Le Festival du Cinéma Américain de Deauville a cette capacité singulière de faire dialoguer toutes les époques du cinéma. En décernant cette année son prix du Nouvel Hollywood à Zoey Deutch, il saluait une actrice qui, de film en film, construit une carrière à la fois exigeante et populaire. Quelques heures plus tard, le public découvrait en avant-première Nouvelle Vague, le nouveau long métrage de Richard Linklater, dans lequel elle prête ses traits à Jean Seberg.

Synopsis : Ceci est l’histoire de Godard tournant « À bout de souffle », racontée dans le style et l’esprit de Godard tournant « À bout de souffle ».
Il fallait une certaine témérité pour s'aventurer sur un terrain aussi sacré. Revenir sur la naissance d'À bout de souffle, c'est toucher à l'un des instants fondateurs du cinéma moderne, à une œuvre dont chaque image semble appartenir autant à l'histoire qu'à la légende. Richard Linklater évite pourtant l'écueil de la commémoration solennelle. Plutôt que de figer ces figures mythiques dans le marbre, il leur restitue leur jeunesse, leurs doutes, leur insouciance et leur incroyable liberté créatrice.

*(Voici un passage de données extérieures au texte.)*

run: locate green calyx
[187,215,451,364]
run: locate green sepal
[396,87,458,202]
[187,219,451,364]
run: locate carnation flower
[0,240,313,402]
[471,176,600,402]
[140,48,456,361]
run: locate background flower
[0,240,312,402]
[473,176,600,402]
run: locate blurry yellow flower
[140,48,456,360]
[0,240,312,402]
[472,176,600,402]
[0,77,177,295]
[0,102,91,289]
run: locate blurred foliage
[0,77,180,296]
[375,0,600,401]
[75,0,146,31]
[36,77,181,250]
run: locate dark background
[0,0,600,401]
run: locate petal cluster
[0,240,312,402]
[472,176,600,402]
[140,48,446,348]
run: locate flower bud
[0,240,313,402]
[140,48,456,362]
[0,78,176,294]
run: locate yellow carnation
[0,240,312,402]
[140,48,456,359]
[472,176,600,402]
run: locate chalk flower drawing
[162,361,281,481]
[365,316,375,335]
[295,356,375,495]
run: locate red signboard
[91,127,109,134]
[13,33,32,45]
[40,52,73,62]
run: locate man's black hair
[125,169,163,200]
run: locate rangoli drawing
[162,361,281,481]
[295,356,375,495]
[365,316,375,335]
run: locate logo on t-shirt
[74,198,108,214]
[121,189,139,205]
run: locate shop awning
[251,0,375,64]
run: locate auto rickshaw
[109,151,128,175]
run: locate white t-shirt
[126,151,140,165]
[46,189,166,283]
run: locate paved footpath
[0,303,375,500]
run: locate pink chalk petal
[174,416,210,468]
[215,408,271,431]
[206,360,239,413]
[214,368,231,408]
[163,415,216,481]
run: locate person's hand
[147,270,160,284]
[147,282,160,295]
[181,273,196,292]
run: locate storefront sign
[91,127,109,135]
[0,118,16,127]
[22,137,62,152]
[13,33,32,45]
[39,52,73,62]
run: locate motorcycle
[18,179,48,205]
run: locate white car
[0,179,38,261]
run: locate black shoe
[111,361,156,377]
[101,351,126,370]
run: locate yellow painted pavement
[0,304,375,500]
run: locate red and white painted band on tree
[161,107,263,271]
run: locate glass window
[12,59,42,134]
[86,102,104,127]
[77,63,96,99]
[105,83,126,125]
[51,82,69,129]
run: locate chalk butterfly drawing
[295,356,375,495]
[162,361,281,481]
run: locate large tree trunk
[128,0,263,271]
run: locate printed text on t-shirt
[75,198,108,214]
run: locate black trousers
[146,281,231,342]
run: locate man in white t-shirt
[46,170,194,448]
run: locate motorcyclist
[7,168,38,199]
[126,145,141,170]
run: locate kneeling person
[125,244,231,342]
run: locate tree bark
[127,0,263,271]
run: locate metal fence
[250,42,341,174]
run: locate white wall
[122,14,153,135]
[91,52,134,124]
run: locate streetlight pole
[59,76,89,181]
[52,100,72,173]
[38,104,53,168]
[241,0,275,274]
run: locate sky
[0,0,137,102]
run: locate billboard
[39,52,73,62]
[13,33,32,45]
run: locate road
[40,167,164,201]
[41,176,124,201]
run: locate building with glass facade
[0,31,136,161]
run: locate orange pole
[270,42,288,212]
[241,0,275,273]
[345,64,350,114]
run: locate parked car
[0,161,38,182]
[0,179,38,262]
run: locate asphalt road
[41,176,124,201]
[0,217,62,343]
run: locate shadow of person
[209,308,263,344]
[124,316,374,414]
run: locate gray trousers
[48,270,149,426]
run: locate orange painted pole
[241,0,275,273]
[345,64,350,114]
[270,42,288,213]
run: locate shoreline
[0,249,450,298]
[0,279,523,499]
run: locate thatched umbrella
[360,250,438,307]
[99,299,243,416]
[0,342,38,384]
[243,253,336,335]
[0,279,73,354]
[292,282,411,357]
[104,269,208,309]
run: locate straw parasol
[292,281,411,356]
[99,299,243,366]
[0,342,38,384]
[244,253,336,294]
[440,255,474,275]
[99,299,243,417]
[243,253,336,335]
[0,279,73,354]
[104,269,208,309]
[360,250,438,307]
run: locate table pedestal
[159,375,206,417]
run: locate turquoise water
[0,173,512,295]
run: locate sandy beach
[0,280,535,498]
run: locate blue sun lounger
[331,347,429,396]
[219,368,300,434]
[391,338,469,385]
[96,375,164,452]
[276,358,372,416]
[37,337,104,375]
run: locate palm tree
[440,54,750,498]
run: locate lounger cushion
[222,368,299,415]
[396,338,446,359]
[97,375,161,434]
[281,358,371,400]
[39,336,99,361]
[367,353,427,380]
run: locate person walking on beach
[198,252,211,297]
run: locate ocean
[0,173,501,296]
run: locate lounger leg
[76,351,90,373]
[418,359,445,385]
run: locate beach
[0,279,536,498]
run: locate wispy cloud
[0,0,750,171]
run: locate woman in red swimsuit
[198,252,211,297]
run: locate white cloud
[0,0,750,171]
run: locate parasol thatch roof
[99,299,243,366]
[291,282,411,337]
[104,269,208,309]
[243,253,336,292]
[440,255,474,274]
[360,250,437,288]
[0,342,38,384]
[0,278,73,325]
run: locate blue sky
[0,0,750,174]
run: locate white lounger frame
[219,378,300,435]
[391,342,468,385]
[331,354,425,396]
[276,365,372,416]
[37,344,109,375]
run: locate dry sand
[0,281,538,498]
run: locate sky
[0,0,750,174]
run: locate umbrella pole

Le pari est d'autant plus audacieux que le réalisateur américain ne cherche jamais à expliquer Jean-Luc Godard ni à dresser son portrait psychologique. Son personnage demeure volontairement insaisissable, traversant le récit comme une force en mouvement davantage qu'un homme que l'on pourrait entièrement comprendre. Cette distance est moins une faiblesse qu'un choix de mise en scène : ce qui intéresse Linklater n'est pas tant le mystère de Godard que l'énergie collective qui permit à une poignée de jeunes artistes de réinventer le langage cinématographique.
Le dispositif adopté est particulièrement stimulant. Le noir et blanc, le format de l'image, les mouvements de caméra, le rythme du montage ou encore les ruptures de ton évoquent constamment l'univers de la Nouvelle Vague sans jamais donner l'impression d'un simple exercice d'imitation. Le film emprunte certaines de ses libertés formelles pour mieux retrouver l'esprit d'invention qui animait cette génération. Il ne copie pas une esthétique : il tente d'en retrouver l'élan.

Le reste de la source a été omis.